Bubbletight, LLC, assignee of the present application, manufactures tools and balls using a degradable composite metal. The degradable composite metal has exceptional strength characteristics and is useful in a variety of applications. However, it requires a high chloride solution or an acidic solution to degrade in a reasonable time period and it is relatively expensive.
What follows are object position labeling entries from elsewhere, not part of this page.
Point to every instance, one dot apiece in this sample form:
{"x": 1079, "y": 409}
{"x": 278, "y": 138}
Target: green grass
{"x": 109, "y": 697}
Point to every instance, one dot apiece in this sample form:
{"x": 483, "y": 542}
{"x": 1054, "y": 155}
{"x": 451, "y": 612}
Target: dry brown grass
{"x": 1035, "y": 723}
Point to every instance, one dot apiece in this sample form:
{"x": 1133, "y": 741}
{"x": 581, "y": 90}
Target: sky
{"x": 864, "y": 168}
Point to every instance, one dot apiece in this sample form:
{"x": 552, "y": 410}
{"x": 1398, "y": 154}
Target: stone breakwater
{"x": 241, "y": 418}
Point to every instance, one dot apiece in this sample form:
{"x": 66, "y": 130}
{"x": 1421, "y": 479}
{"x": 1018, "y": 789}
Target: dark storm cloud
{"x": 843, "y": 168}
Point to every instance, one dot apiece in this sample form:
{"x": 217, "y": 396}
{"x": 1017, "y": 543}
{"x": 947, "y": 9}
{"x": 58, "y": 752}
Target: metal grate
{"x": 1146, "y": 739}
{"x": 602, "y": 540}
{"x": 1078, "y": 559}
Polymers have also been utilized to manufacture degradable downhole tools and components. One notable degradable polymer that has been utilized for tools and balls is polyglycolic acid (PGA). While PGA has reasonable strength and is less expensive than degradable metal balls, it requires high temperatures (>180° F.) to degrade and even under those conditions it degrades slowly. Polylactic acid (PLA) has also been suggested for use in downhole tools. However, PLA exhibits poor strength and poor degradability and therefore downhole applications have generally been limited to use as a diverter polymer.
While degradable balls and tools have been described in the context of their use in hydraulic fracturing operations, there are also other operations in which degradable downhole tools may be employed. There is therefore a need in the art for degradable downhole tools and components that have desirable strength and degradability properties.